Sono legati al coinvolgimento dell'occhio, delle palpebre o dell'orbita. Questi possono essere noduli di Lisch, piccoli tumori pigmentati dell'iride o neurofibromi plessiformi nell'orbita dell'occhio. 

Avere un cranio grande (macrocefalia) è abbastanza comune. 

Altri segni di neurofibromatosi di tipo 1:

• Difficoltà di apprendimento e deterioramento cognitivo 
• Manifestazioni ossee, rare
• Manifestazioni viscerali
• Manifestazioni endocrine 
• Manifestazioni vascolari 

Sintomi di neurofibromatosi di tipo 2 

I sintomi rivelatori sono spesso perdita dell'udito, acufeni e vertigini, dovuti all'esistenza di neuromi acustici. La caratteristica principale di NF2 è la presenza di Schwannomi vestibolari bilaterali. 

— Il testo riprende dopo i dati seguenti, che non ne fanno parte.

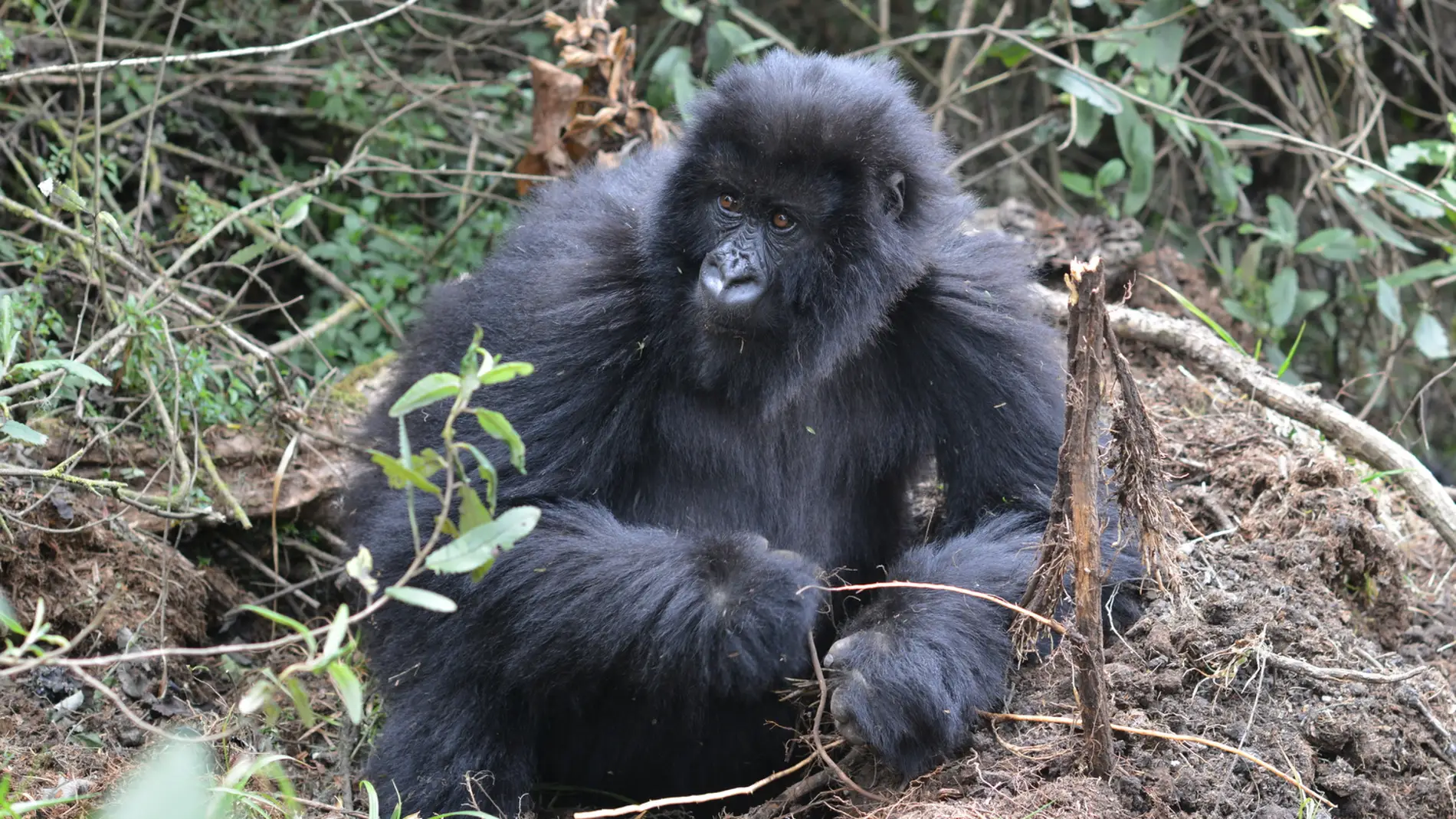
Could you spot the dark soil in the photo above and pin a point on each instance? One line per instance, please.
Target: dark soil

Il danno agli occhi è comune. L'anomalia oculare più comune è una cataratta a esordio precoce (cataratta giovanile). 

Le manifestazioni cutanee sono frequenti: tumore della placca, schwannomi dei nervi periferici.

Al momento non esistono trattamenti specifici per la neurofibromatosi. Il trattamento consiste nella gestione delle complicanze. Il monitoraggio regolare nell'infanzia e nell'età adulta può rilevare queste complicazioni.

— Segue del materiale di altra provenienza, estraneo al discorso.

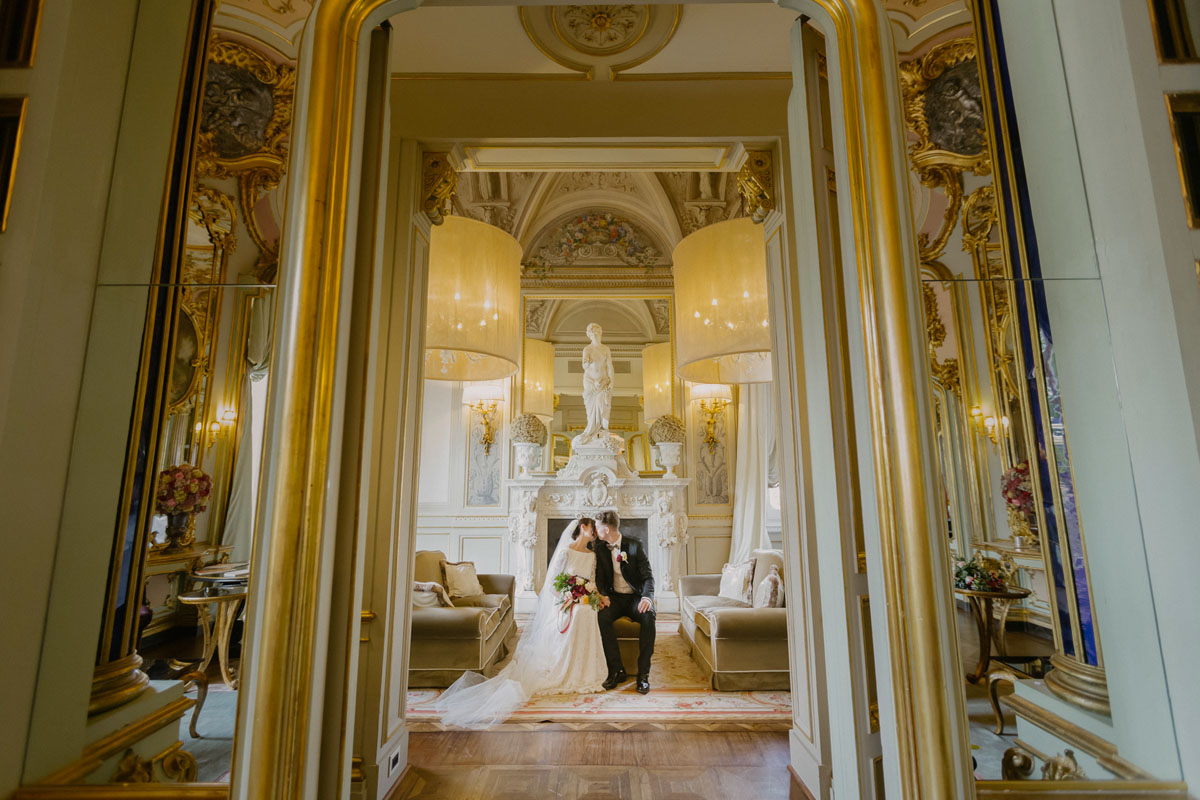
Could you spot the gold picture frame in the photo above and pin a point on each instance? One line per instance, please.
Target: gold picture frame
(12, 124)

Esempio di gestione delle complicanze della neurofibromatosi di tipo 1: i neurofibromi cutanei possono essere rimossi chirurgicamente o mediante laser, viene impostato un trattamento chemioterapico per trattare i gliomi progressivi delle vie ottiche.

I tumori della neurofibromatosi di tipo 2 sono trattati con chirurgia e radioterapia. La principale posta terapeutica è il trattamento degli schwannomi vestibolari bilaterali e la gestione del rischio di sordità. L'impianto del tronco encefalico è una soluzione per la riabilitazione dell'udito dei pazienti che sono stati assordati dalla malattia.

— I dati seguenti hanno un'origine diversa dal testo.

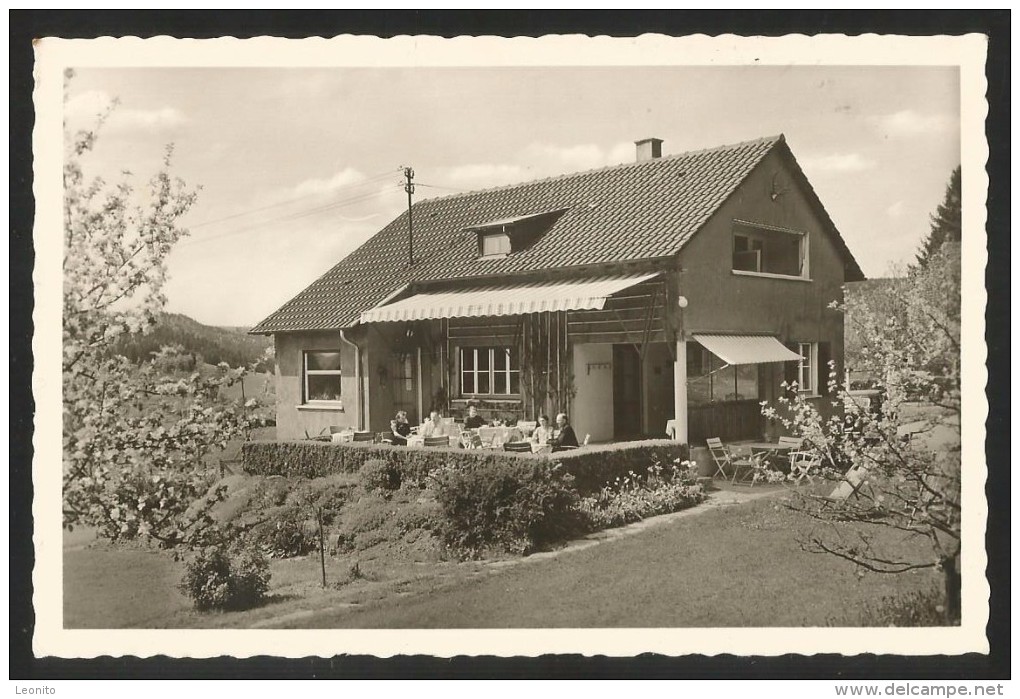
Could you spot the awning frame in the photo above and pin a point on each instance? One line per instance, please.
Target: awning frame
(740, 346)
(492, 300)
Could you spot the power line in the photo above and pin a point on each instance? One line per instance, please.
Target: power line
(368, 181)
(350, 201)
(440, 187)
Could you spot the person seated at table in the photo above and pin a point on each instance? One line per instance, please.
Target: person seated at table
(434, 427)
(473, 420)
(564, 436)
(543, 434)
(400, 429)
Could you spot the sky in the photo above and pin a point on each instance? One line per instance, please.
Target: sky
(299, 166)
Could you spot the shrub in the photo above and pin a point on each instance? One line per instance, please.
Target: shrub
(597, 466)
(285, 539)
(515, 506)
(219, 579)
(377, 475)
(658, 491)
(592, 467)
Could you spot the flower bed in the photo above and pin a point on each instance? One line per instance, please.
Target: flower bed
(592, 467)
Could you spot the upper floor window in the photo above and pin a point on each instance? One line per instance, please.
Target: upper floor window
(490, 370)
(807, 370)
(494, 244)
(321, 376)
(769, 250)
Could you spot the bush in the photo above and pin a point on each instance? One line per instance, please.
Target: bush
(285, 539)
(219, 579)
(515, 506)
(592, 467)
(596, 466)
(377, 475)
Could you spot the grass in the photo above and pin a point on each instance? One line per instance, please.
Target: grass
(738, 566)
(725, 566)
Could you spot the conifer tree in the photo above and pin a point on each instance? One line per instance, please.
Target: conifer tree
(946, 222)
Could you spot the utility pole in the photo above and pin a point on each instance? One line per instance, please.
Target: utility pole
(409, 188)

La neurofibromatosi non può essere prevenuta. Inoltre, non c'è modo di prevenire le manifestazioni della malattia nelle persone nelle persone portatrici del gene per la neurofibromatosi di tipo 1 e di tipo 2. Un monitoraggio regolare può rilevare complicazioni per gestirle. 

La diagnosi preimpianto permette di reimpiantare embrioni senza il difetto genetico.